As a businessman, Moritz displayed a caution that braked Siegmund’s periodic impetuosity. He displayed little of the gambler, preferring instead to sit on securities long-term rather than trade them, noting, “It is easier to make money with your behind than with your head.”26 Highly ethical, he carried a scrap of paper in his pocket for fifty years with the celebrated lines from Othello: “But he that filches from me my good name/Robs me of that which not enriches him/And makes me poor indeed.”27 While the Warburgs would certainly engage in their
quota of subtle intrigues, they would remain scrupulously honest, and Moritz deserves much of the credit for this almost instinctive rectitude.

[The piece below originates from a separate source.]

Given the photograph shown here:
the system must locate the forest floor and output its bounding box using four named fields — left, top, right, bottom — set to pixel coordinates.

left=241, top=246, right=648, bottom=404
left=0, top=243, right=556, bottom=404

Nothing captures the man’s vanity better than his rotating wigs. To dupe the world, he bought three of them. The first had long hair and suggested he needed a haircut. The second simulated freshly cut hair. The third was of an intermediate length. One grandson recalled that the day’s wig stood ready at Moritz’s bedside “on a contraption something like a modern lady’s hatstand,” so he could cover up his baldness as soon as he stepped from bed.28 Sometimes, on cold evenings, he covered his sensitive scalp with a woollen cap. The pampered Moritz never even shaved himself. Instead, a young rascal named Gottschalk Sander—the Warburgs nicknamed him “The Messenger of the Gods”—came to the house every morning. As he wielded the blade, he pumped Moritz full of gossip. When Sander later developed a case of trembling hands, the Warburgs thought it time for a career change and secured work for him elsewhere.

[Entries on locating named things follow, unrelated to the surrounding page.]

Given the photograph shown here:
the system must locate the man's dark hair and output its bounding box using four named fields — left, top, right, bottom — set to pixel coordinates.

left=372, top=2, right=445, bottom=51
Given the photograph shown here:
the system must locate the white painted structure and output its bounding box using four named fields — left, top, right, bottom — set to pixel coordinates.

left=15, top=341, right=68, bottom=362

Moritz’s insistence upon Jewish observance prompted more rebellion than imitation among his children. All his chief philanthropic activities—founding a local orphanage, supporting the Jewish hospital and Talmud Torah school—revolved around Judaism. Serving on the board that governed the affairs of Hamburg’s sixteen thousand Jews, he shrank from associating too much with Reform or baptized Jews. On Friday nights, he only invited non-smokers, since he didn’t want to offend cigar-smoking guests by citing the Sabbath prohibition on lighting fires. When Moritz recited the Hebrew prayers, a butler would recirculate the men’s hats on a tray so they could cover their heads. Late every Saturday afternoon, he sat with an unlit cigar in hand, suppressing, with placid heroism, an importunate craving for tobacco until the setting sun permitted him to smoke. Moritz was popular on one bank board because he always scraped off his nonkosher lobster and oysters onto a neighbor’s plate.